Greek sentences, however, like many other languages such as Deutchen, etc., is not bound by word order. Word endings are used to indicate the case and gender; not word order. The subject can be anywhere in relation to its verb. The problem with our example “man” and “John Whittier” is that they are both in the nominative case in any language. The endings would be the same. So how can we know what the subject in Greek is? The answer is that the Greek lets you know that man is the subject by including the word “the.” Koine has specific rules regarding the use of the definite article “the.” The predicate noun on the other hand omits the word “the”, especially if predicate noun IS NOT interchangeable with the subject. Therefore, the translator knows that “the Word” in John 1:1 is the subject although it is inverted and follows the verb “is” in the original Greek; i.e., “Και -and- θεος -god- ην -is- ο -the- λογος -word” (GNT-WH+). The subject is identified by the article “the.” There is no “the” before God; therefore, God is the predicate noun.

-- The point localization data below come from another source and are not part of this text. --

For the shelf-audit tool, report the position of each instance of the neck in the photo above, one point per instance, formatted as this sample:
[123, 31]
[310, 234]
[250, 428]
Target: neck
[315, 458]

If there were definite articles before each word then the nouns would be interchangeable. Bible scholar A. T. Robertson commented that if both subject and predicate have articles, “both are definite, treated as identical, one and the same, and interchangeable.” Robertson uses an example of Matthew 13:38, which reads: “The field [Greek, ho a‧gros′] is the world [Greek, ho ko′smos].” The grammar enables us to understand that “the field is the world” but “the world is also the field.” But this is not the situation in John 1:1.
The scholar James Allen Hewett emphasizes: “In such a construction the subject and predicate are not the same, equal, identical, or anything of the sort.”ii Hewett uses 1 John 1:5, which says: “God is light.” In Greek, “God” is ho the‧os′ and therefore has a definite article. But phos for “light” is not preceded by any article. Hewett says, “One can always . . . say of God He is characterized by light; one cannot always say of light that it is God.” Similar examples are found in John 4:24, “God is a Spirit,” and at 1 John 4:16, “God is love.” In both of these verses, the subjects have definite articles but the predicates, “Spirit” and “love,” do not. So the subjects and predicates are not interchangeable. These verses cannot mean that “Spirit is God” or “love is God.”
Greek scholars and Bible translators such as William Barclay and Jason David BeDuhn ascertain that John 1:1 highlights, not the identity, but a quality of “the Word.”iii The absence then of a second definite article indicates quality or character of the subjectiv which is the case here. This harmonizes with the other passages such as Philippians 2. In John 1:1 the word “God” is speaking of Jesus' nature and not that He is a demigod. He is deity. He is currently on the right hand of the Father and has all authority in Heaven and Earth.
Deity comprises of God, the Father, God, the Holy Spirit, and God, the Son. Together they comprise the Elohim of Genesis 1:1.